1. Don’t Make Me Think
By Steve Krug
You can blow through this book in one evening. And you should. It’s the only non-writing book that teaches the best lesson about writing for the web: web users go to the web to drive 60 miles per hour—and look at billboards.
The lesson for you is to write stuff that gets noticed.
2. Letting Go of the Words
By Janice Redish
Ginny’s message is simple: good web writing is all about reduction. And this holds true for the 1,000 word article down to the one-word navigation labels on your blog. And don’t miss all the wonderful in-depth, heavily-researched reasons for writing less. That information is worth the cost of the book alone.
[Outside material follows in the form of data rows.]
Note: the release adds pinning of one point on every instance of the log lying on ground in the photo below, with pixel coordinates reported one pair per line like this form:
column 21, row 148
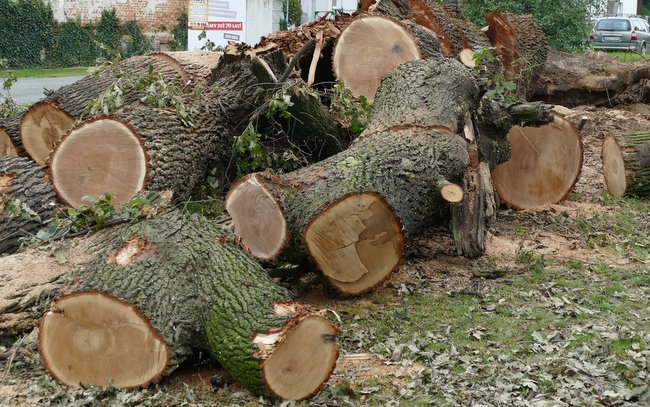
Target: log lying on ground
column 74, row 98
column 545, row 165
column 368, row 50
column 41, row 129
column 520, row 43
column 10, row 136
column 626, row 164
column 7, row 146
column 591, row 79
column 195, row 67
column 349, row 212
column 169, row 286
column 134, row 149
column 24, row 188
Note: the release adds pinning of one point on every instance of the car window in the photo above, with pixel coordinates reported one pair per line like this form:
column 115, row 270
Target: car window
column 613, row 25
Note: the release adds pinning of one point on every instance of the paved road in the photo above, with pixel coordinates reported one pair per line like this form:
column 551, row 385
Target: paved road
column 30, row 90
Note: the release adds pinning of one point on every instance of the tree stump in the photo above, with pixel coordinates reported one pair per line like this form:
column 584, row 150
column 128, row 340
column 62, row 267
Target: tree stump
column 626, row 164
column 22, row 186
column 169, row 286
column 545, row 165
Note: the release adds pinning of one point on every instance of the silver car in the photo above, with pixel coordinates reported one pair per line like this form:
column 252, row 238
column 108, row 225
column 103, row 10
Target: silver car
column 620, row 34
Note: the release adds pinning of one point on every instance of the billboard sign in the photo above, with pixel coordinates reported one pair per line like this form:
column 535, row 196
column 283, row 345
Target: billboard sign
column 221, row 20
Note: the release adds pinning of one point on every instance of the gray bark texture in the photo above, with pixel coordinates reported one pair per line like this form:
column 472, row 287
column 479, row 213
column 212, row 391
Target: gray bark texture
column 22, row 179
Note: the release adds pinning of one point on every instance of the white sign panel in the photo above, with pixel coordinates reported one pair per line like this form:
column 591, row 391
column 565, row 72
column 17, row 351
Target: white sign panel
column 221, row 20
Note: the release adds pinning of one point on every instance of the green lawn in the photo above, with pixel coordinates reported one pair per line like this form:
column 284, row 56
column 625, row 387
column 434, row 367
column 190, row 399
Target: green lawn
column 48, row 73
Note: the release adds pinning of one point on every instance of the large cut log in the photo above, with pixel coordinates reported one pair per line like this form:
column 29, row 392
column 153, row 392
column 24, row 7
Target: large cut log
column 545, row 165
column 137, row 148
column 350, row 212
column 626, row 164
column 520, row 43
column 368, row 50
column 27, row 199
column 590, row 79
column 37, row 130
column 74, row 98
column 168, row 287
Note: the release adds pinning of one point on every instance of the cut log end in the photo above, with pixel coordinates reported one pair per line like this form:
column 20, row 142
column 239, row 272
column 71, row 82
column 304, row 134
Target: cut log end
column 41, row 129
column 452, row 193
column 303, row 360
column 96, row 157
column 614, row 167
column 93, row 338
column 369, row 49
column 7, row 147
column 357, row 242
column 545, row 165
column 258, row 219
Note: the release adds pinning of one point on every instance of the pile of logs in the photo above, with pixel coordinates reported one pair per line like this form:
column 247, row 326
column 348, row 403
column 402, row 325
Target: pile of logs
column 434, row 151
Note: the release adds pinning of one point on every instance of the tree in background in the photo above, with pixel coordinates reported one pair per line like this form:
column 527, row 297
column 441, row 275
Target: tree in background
column 566, row 23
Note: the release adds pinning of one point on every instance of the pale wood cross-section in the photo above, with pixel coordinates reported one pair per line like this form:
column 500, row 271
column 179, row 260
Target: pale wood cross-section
column 93, row 338
column 7, row 147
column 302, row 362
column 96, row 157
column 545, row 165
column 368, row 50
column 41, row 129
column 357, row 242
column 258, row 219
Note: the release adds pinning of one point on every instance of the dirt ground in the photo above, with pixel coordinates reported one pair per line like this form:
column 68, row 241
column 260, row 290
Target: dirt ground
column 431, row 263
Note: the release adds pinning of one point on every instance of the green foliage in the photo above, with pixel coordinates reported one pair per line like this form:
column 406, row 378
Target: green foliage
column 138, row 43
column 73, row 45
column 565, row 23
column 109, row 30
column 355, row 113
column 179, row 33
column 25, row 31
column 101, row 212
column 295, row 13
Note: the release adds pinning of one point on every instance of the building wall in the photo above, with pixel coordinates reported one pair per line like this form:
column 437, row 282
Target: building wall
column 150, row 14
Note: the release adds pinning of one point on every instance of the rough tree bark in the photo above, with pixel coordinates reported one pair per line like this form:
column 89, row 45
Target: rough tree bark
column 169, row 286
column 545, row 165
column 21, row 179
column 626, row 164
column 349, row 211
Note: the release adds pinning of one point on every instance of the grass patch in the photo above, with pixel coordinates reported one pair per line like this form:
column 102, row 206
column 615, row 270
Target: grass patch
column 50, row 73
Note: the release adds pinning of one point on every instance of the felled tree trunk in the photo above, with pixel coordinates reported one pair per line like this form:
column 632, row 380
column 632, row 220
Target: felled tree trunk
column 626, row 164
column 168, row 287
column 545, row 165
column 10, row 144
column 369, row 49
column 27, row 199
column 520, row 43
column 591, row 79
column 38, row 130
column 195, row 67
column 350, row 212
column 74, row 98
column 138, row 148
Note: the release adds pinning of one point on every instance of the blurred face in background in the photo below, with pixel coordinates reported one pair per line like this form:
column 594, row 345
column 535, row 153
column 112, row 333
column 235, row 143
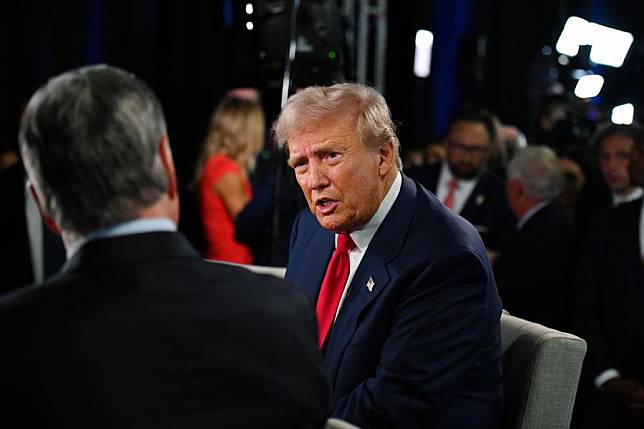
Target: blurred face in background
column 637, row 164
column 614, row 158
column 468, row 148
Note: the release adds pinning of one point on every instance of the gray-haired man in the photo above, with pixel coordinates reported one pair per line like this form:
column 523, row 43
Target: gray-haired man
column 137, row 330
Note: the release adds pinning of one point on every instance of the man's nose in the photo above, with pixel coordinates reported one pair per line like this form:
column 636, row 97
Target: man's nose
column 317, row 176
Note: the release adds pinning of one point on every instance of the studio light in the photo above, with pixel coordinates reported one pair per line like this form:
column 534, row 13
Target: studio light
column 589, row 86
column 423, row 55
column 623, row 114
column 574, row 34
column 608, row 45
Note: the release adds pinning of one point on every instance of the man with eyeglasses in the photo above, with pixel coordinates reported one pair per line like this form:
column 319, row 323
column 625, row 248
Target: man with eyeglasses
column 464, row 183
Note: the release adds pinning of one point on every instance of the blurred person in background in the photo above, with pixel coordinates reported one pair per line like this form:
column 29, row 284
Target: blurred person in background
column 614, row 329
column 615, row 143
column 534, row 271
column 465, row 184
column 235, row 137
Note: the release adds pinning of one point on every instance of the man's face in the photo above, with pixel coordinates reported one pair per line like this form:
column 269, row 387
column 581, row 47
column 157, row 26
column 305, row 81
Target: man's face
column 468, row 145
column 342, row 179
column 614, row 158
column 637, row 164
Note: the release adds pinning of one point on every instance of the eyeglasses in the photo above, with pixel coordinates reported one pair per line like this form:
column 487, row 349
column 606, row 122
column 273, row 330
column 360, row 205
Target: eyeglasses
column 470, row 150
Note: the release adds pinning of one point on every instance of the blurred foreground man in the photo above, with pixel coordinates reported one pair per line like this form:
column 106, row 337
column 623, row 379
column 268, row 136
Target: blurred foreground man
column 137, row 331
column 408, row 312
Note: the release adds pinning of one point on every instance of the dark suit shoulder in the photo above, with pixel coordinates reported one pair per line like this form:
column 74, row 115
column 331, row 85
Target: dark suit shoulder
column 438, row 230
column 426, row 175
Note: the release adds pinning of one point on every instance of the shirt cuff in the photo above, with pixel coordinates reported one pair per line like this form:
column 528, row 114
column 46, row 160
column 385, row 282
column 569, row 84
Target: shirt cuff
column 602, row 378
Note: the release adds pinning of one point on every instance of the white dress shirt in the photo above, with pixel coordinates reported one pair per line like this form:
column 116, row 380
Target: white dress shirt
column 363, row 236
column 462, row 192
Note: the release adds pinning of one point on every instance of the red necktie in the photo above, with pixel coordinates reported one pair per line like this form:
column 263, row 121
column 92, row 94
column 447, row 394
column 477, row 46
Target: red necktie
column 449, row 199
column 333, row 284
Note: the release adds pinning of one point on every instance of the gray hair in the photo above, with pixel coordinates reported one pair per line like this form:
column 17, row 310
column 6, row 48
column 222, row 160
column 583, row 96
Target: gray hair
column 539, row 170
column 374, row 126
column 90, row 137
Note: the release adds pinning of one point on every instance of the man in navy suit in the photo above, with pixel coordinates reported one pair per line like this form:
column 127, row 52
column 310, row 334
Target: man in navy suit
column 465, row 184
column 412, row 337
column 138, row 330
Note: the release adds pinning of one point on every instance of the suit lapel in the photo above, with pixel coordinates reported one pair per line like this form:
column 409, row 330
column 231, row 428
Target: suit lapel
column 373, row 270
column 309, row 272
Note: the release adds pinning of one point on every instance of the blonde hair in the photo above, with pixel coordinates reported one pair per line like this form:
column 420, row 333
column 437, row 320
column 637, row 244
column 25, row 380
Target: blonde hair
column 311, row 106
column 236, row 130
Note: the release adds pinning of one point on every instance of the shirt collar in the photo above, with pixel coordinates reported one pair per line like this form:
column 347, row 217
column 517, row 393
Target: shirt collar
column 137, row 226
column 527, row 215
column 363, row 236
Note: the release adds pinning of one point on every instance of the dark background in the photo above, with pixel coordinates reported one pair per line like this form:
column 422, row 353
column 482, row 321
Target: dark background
column 191, row 52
3. Information Architecture for the World Wide Web
By Morville and Rosenfeld
Rosenfeld and Morville want you to build websites for growth. That means you have to pay attention to organization, navigation, labeling, searching, research, and conceptual design. Once you do this, how you write will dramatically change.
4. Prioritizing Web Usability
By Nielson + Horanger
Say the name “Jakob Nielson” around most designers and they’ll pucker up. That’s too bad because Nielson’s wisdom, experience, and hundreds of real-world user tests and contemporary Web site critiques can transform your writing into a precise, lean and tight muscle that thinks about nothing else but creating killer content.
5. The Big Red Fez
By Seth Godin
This one takes the cake because it’s a really small book with a message so graphically simple that it makes you laugh. But don’t mistake that for fluff. In just under 113 pages you learn why bad things happen to good website–and how to fix it. If you read only one of these five books, read this one.